A 36 YEARS RECORDING OF LIFE
Every morning Frigo reads through the headlines of a world news website searching for casualties. The selected headlines are later transcribed in braille characters using a very simple grammatical structure: (Something) kills (a number) in (a country). Such transcriptions are made on a word document which is meant to be reproduced on a 1200 by 225 mm embossed panel corresponding to approximately a month of casualties. Each embossed panel is installed in 1 of 12 45.5 meter-long corridor.
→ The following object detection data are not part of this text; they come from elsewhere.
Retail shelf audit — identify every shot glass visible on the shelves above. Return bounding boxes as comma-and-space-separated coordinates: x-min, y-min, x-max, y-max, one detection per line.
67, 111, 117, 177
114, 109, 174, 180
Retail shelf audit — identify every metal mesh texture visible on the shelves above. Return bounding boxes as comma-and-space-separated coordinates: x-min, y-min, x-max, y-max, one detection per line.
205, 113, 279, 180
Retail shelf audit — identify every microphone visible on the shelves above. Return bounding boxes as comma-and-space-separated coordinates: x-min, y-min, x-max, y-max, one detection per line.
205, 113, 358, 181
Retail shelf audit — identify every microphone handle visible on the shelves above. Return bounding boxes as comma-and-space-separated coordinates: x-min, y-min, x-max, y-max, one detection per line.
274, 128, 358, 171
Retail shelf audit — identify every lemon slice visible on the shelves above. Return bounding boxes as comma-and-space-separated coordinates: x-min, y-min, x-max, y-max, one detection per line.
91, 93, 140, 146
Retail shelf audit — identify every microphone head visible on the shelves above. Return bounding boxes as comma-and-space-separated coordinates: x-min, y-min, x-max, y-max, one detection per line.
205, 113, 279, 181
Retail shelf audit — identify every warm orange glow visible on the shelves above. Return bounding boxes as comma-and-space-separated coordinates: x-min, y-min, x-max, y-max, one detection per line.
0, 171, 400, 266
The embossed panels function as the handrails of these corridors. Over twenty the number of casualties is approximated. On average 12 news of casualties are recorded every month.
Following is an example of the casualties collected in month number 135: "SINKING KILLS THIRTY IN LIBYA EARTHQUAKE KILLS HUNDREDS IN IRAN SUICIDE ATTACK KILLS TEN IN YEMEN FLOOD KILLS FIFTEEN IN GREECE STAMPEDE KILLS FIFTEEN IN MOROCCO SUBMARINE ACCIDENT KILLS FORTY IN ARGENTINA ATTACK KILLS HUNDREDS IN EGYPT SINKING KILLS THIRTY IN LIBYA AIR STRIKE KILLS TWENTY IN SYRIA CLASHES KILL FOURTEEN IN HONDURAS ATTACK KILLS FIFTEEN IN THE DEMOCRATIC REPUBLIC OF CONGO SUICIDE BOMB KILLS SEVENTEEN IN SOMALIA TRAIN CRASH KILLS SIX IN FRANCE"
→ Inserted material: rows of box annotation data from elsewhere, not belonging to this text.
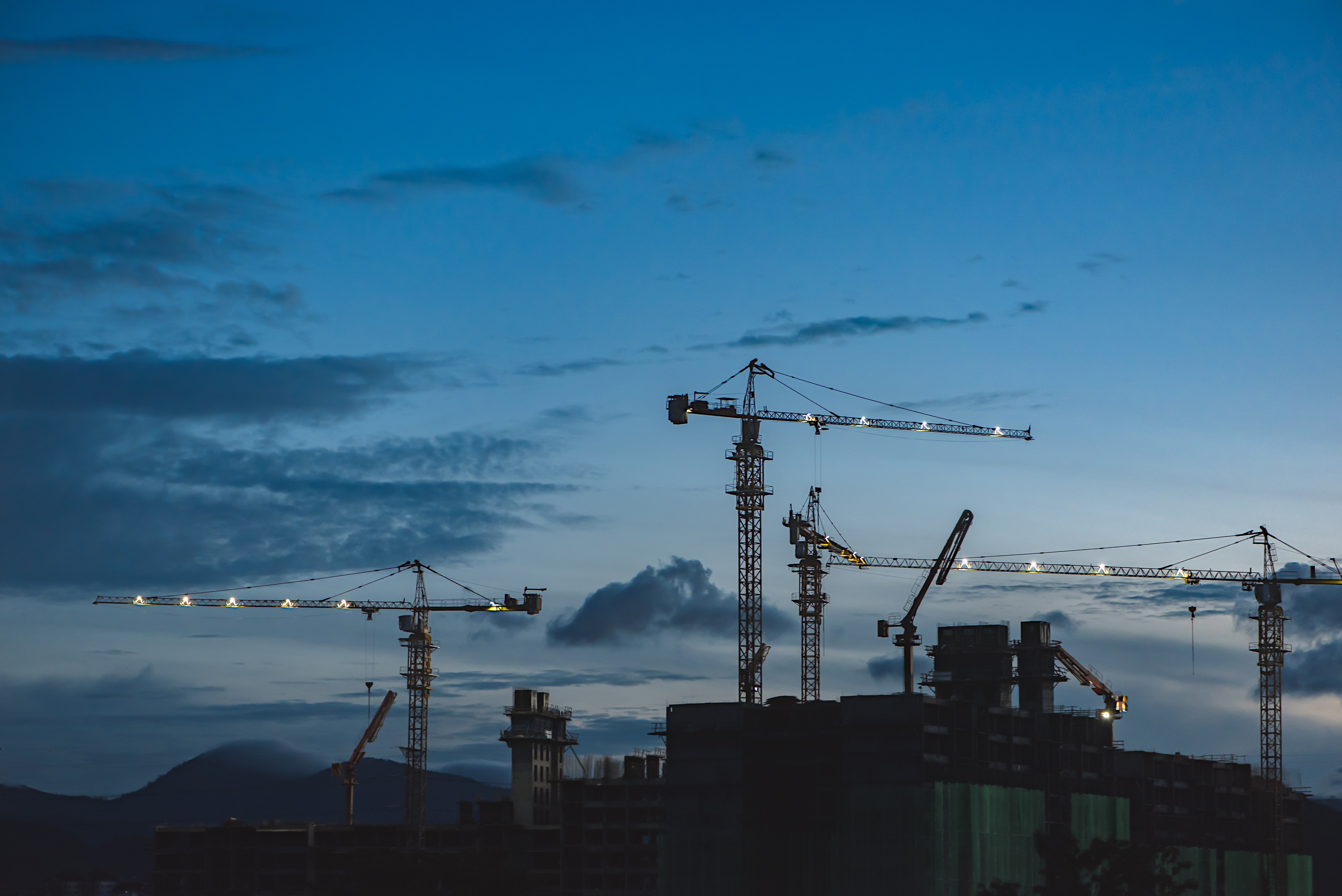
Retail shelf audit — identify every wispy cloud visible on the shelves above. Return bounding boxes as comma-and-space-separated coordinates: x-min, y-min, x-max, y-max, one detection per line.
326, 156, 582, 205
0, 349, 431, 421
437, 665, 707, 696
691, 311, 988, 350
1076, 252, 1127, 274
0, 183, 299, 319
898, 390, 1032, 408
0, 36, 274, 63
750, 147, 797, 168
514, 358, 628, 377
0, 353, 573, 595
In an exhibition context the embossed panels are completely in the dark, only readable through touch. The only light comes from the screens of drawings of ideas standing on the opposite side (see work number 11). Thus, while the embossed panels contain tragic content, the drawings display in total darkness ironic content, creating a remarkable contrast. As a performance, Frigo has envisioned a blind person to read the otherwise indecipherable casualties aloud. According to Frigo the news of casualties emerges from the otherwise gossip-saturated and fake news oriented media. The search for casualties, particularly from third world countries, is a difficult task yet typhoons, wars, suicide bombs, hurricanes and other forms of more or less natural calamities, strike the earth more or less regularly and unexpectedly.